When submitting, you must provide a Makefile along with your program and ensure that when your program compiles, the executable’s name is homework5. If you do not add any files to your source tree (and only update homework5.c), you should not need to change anything.

Grading will be done automatically using a script. We will publish this script after grading has completed; you are responsible for writing your own test cases. If you wish, you can share test cases you have written with the class.

Tips

  • Take compiler warnings seriously. Unless it’s an unused variable, you should address the warning as soon as you see it. Dealing with a pile of warnings just makes things more difficult later.
  • Test your code in small increments. It’s much easier to localize a bug when you’ve only changed a few lines.
  • If you need to copy a specific number of bytes from one buffer to another, and you’re not 100% sure that the data will be entirely text, use memcpy() rather than strncpy(). The latter still terminates early if it finds a null terminator (‘\0’).
  • If you’re trying to do some sort of specific string or memory manipulation, feel free to ask if there’s a better/recommended way to do it rather than brute force. Often there may be a standard library function that will make things easier.
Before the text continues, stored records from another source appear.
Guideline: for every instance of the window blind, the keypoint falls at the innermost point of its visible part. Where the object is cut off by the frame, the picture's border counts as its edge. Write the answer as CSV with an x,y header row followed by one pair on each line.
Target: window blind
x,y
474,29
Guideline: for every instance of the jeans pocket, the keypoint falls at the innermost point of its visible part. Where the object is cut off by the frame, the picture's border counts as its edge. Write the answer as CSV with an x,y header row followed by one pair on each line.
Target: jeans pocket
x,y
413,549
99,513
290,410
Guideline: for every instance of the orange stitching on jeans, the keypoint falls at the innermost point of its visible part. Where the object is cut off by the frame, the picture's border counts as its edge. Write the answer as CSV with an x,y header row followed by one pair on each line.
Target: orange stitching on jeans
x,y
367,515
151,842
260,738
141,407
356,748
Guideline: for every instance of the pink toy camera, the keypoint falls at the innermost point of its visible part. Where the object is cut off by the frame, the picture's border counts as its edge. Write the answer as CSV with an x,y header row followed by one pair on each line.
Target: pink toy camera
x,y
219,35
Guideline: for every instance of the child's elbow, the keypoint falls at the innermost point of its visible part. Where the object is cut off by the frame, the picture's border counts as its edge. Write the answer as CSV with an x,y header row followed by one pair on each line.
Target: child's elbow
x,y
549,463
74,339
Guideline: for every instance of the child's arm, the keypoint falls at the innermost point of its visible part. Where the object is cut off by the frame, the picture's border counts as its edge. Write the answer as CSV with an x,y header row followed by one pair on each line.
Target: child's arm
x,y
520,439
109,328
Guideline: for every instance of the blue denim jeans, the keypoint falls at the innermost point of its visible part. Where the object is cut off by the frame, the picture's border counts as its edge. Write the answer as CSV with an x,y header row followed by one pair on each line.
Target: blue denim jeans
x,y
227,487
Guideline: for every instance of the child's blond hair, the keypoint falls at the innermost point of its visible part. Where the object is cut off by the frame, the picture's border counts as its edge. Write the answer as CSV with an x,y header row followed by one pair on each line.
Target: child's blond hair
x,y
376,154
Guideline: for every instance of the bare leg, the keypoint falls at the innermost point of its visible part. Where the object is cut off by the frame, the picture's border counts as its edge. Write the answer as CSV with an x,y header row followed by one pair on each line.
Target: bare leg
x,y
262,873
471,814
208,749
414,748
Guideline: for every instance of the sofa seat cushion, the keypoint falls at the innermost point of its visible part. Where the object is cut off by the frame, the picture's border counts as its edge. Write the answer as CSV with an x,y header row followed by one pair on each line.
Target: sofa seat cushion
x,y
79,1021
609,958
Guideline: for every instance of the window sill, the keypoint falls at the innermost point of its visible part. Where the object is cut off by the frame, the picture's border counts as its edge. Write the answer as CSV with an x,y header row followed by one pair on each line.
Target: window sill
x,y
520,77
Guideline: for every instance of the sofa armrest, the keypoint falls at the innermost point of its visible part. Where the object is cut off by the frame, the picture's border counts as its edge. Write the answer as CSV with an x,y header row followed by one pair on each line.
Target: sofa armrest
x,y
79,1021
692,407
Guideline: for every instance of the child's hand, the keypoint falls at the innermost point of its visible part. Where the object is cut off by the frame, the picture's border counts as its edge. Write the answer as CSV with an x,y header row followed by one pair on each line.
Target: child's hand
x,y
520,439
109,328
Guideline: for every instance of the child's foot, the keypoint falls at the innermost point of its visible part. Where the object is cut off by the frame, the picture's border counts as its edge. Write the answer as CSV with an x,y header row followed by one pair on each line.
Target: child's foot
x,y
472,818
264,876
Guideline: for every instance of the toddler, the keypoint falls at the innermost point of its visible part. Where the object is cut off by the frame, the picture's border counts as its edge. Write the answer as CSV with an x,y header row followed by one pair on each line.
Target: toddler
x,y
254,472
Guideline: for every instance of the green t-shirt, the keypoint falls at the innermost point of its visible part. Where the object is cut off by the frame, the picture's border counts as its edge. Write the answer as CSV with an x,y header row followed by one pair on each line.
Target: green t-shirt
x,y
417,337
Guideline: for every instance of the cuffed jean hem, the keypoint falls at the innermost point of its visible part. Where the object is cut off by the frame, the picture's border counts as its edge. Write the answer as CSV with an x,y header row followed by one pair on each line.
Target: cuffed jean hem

Roughly, your server should follow this sequence:

  1. Read the arguments, bind to the specified port, and find your document root (you might find the chdir() system call helpful).
  2. Accept a connection, and hand it off to a new thread for concurrent processing.
  3. Receive and parse a request from the client.
  4. Look for the path that was requested, starting from your document root (the second argument to your program). One of four things should happen:
  5. If the path exists and it’s a file, formulate a response (with the Content-Type header set) and send it back to the client.
  6. If the path exists and it’s a directory that contains an index.html file, respond with that file.
  7. If the path exists and it’s a directory that does NOT contain an index.html file, respond with a directory listing.
  8. If the path does not exist, respond with a 404 code with a basic error page.
  9. Close the connection, and continue serving other clients.

Reminders

Always, always, always check the return value of any system calls you make! This is especially important for send, recv, read, and write calls that tell you how many bytes were read or written.

If you have any questions about the lab requirements or specification, please post on Piazza.